D’après les récits du personnel médical, plusieurs portes administratives ont été forcées, notamment celles du secrétariat, du bureau de l’Administrateur Gestionnaire Titulaire (AGT) ainsi que d’autres bureaux centraux. Si les assaillants ne sont pas parvenus à ouvrir certaines pièces, leur présence a suffi à semer la peur dans tout l’établissement. Les malades, les gardes-malades et les soignants ont été pris de panique face à cette intrusion brutale au sein d’un lieu censé être dédié aux soins et à la sécurité.

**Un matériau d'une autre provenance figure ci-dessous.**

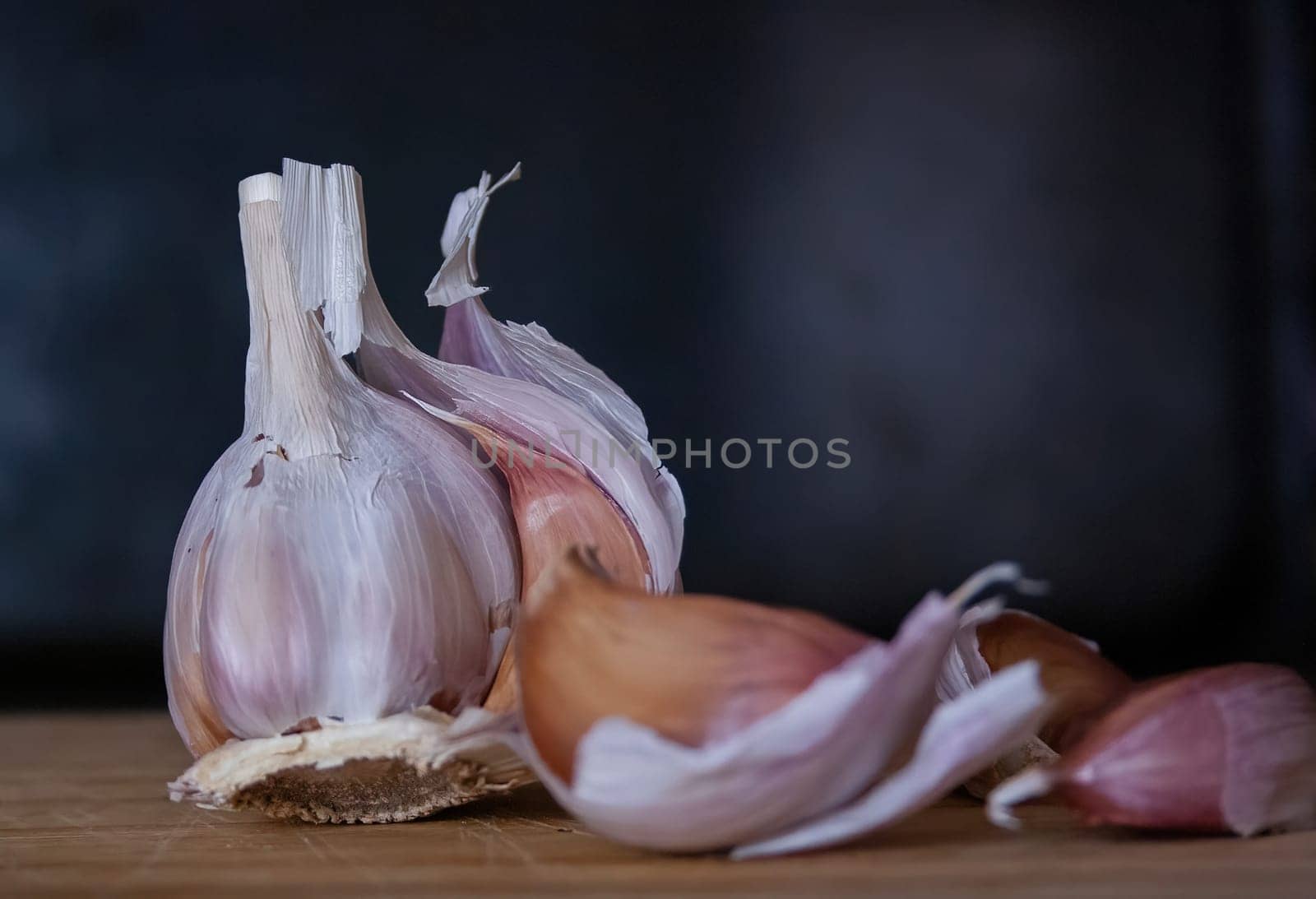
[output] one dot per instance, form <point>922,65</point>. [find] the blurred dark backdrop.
<point>1045,266</point>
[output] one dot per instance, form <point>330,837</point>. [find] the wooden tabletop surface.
<point>83,811</point>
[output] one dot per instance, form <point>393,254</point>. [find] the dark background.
<point>1045,266</point>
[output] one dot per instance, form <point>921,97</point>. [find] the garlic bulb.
<point>473,337</point>
<point>697,723</point>
<point>517,418</point>
<point>1230,748</point>
<point>344,561</point>
<point>1079,681</point>
<point>563,491</point>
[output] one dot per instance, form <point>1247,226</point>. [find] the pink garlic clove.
<point>697,723</point>
<point>1230,748</point>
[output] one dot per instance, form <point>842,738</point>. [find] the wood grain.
<point>83,813</point>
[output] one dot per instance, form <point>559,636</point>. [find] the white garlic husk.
<point>344,563</point>
<point>530,353</point>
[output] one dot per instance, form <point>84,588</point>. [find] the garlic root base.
<point>395,769</point>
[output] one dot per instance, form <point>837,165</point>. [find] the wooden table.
<point>83,811</point>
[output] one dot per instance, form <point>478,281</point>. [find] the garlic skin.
<point>344,559</point>
<point>473,337</point>
<point>697,723</point>
<point>556,507</point>
<point>1223,749</point>
<point>526,418</point>
<point>1079,681</point>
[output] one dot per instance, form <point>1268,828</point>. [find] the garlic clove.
<point>556,507</point>
<point>1082,684</point>
<point>473,337</point>
<point>195,716</point>
<point>960,737</point>
<point>1228,748</point>
<point>1081,681</point>
<point>697,721</point>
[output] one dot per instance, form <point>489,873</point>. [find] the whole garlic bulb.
<point>345,559</point>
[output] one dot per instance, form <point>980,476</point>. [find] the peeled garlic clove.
<point>473,337</point>
<point>1228,748</point>
<point>352,559</point>
<point>1081,682</point>
<point>697,723</point>
<point>524,419</point>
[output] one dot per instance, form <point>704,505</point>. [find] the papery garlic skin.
<point>352,557</point>
<point>524,419</point>
<point>725,745</point>
<point>473,337</point>
<point>1230,748</point>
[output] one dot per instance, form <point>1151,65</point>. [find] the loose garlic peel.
<point>772,739</point>
<point>1079,681</point>
<point>344,563</point>
<point>693,668</point>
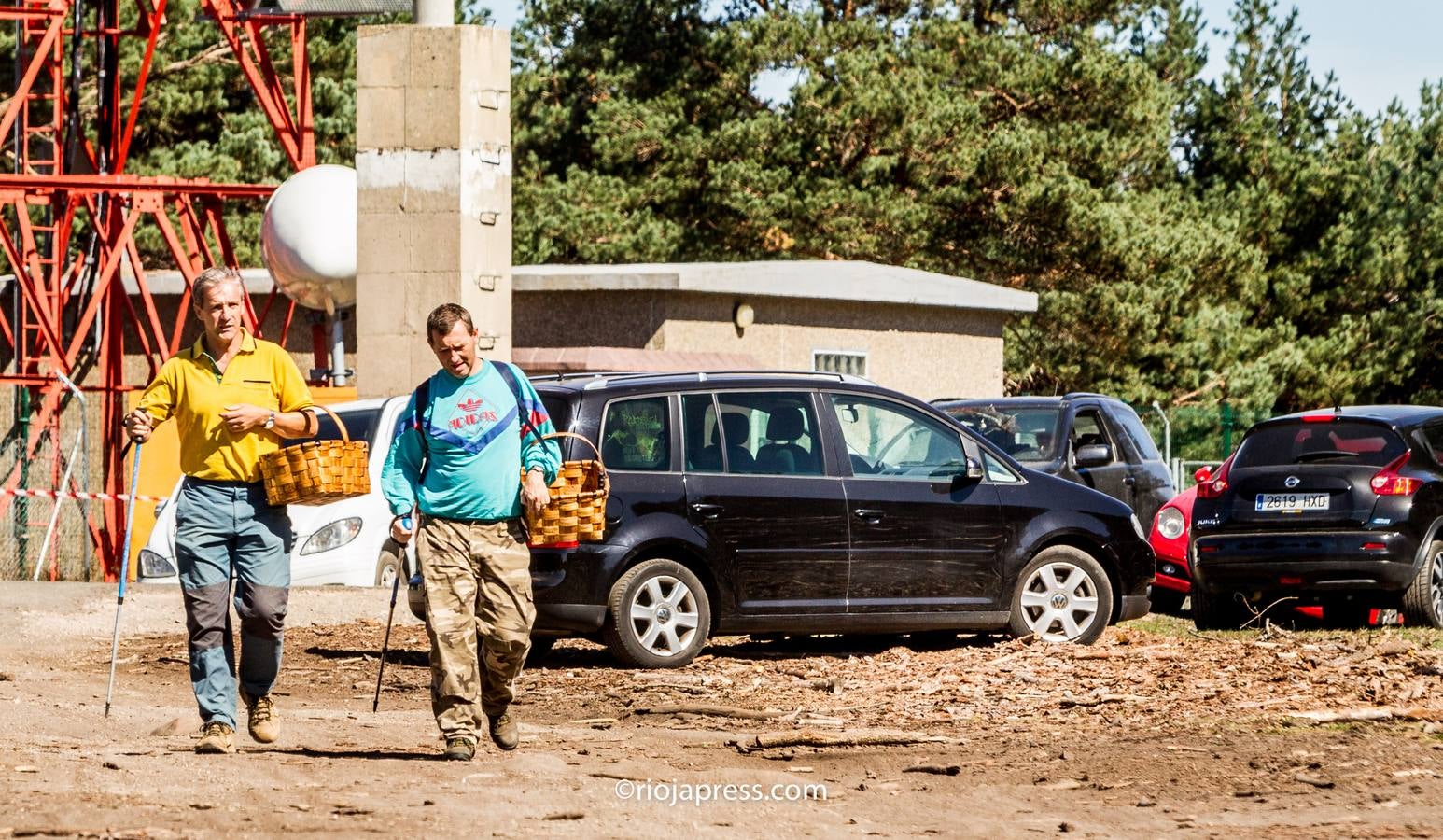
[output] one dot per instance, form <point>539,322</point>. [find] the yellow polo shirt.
<point>195,393</point>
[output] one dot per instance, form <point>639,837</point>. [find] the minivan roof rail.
<point>600,378</point>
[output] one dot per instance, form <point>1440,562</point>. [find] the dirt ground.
<point>1152,732</point>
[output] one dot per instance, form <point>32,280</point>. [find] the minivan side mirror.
<point>1094,455</point>
<point>960,473</point>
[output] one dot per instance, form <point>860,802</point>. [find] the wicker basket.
<point>317,472</point>
<point>578,507</point>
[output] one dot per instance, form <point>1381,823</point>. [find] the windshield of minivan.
<point>1341,441</point>
<point>1026,433</point>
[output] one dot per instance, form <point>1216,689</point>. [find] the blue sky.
<point>1379,49</point>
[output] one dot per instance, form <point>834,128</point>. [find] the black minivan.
<point>1338,507</point>
<point>1091,439</point>
<point>819,504</point>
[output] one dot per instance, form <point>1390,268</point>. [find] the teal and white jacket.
<point>475,445</point>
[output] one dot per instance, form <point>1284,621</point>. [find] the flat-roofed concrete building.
<point>921,332</point>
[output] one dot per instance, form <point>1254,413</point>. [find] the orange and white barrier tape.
<point>69,496</point>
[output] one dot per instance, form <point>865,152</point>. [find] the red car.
<point>1170,540</point>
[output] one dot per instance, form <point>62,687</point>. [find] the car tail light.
<point>1213,488</point>
<point>1390,483</point>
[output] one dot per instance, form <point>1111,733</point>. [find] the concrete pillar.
<point>433,171</point>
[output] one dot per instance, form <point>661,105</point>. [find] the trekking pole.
<point>124,573</point>
<point>385,646</point>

Le bilan provisoire communiqué par les médecins fait état d’au moins quatre morts alors qu’un premier rapport faisait état de deux décès par balle ainsi que de douze blessés, dont trois cas graves. Plusieurs biens appartenant aux prestataires, patients, stagiaires et accompagnants auraient également été emportés lors des violences. Les blessés ont été transférés à l’hôpital militaire de Kokolo sur décision des autorités communales de N’sele.
Face à cette situation jugée intenable, la quasi-totalité du personnel soignant a quitté l’hôpital et a décrété une grève à compter de ce jeudi 16 avril. Les médecins dénoncent l’absence de garanties sécuritaires et refusent de reprendre le travail tant que leur intégrité physique, celle des patients et celle des infrastructures hospitalières ne seront pas assurées.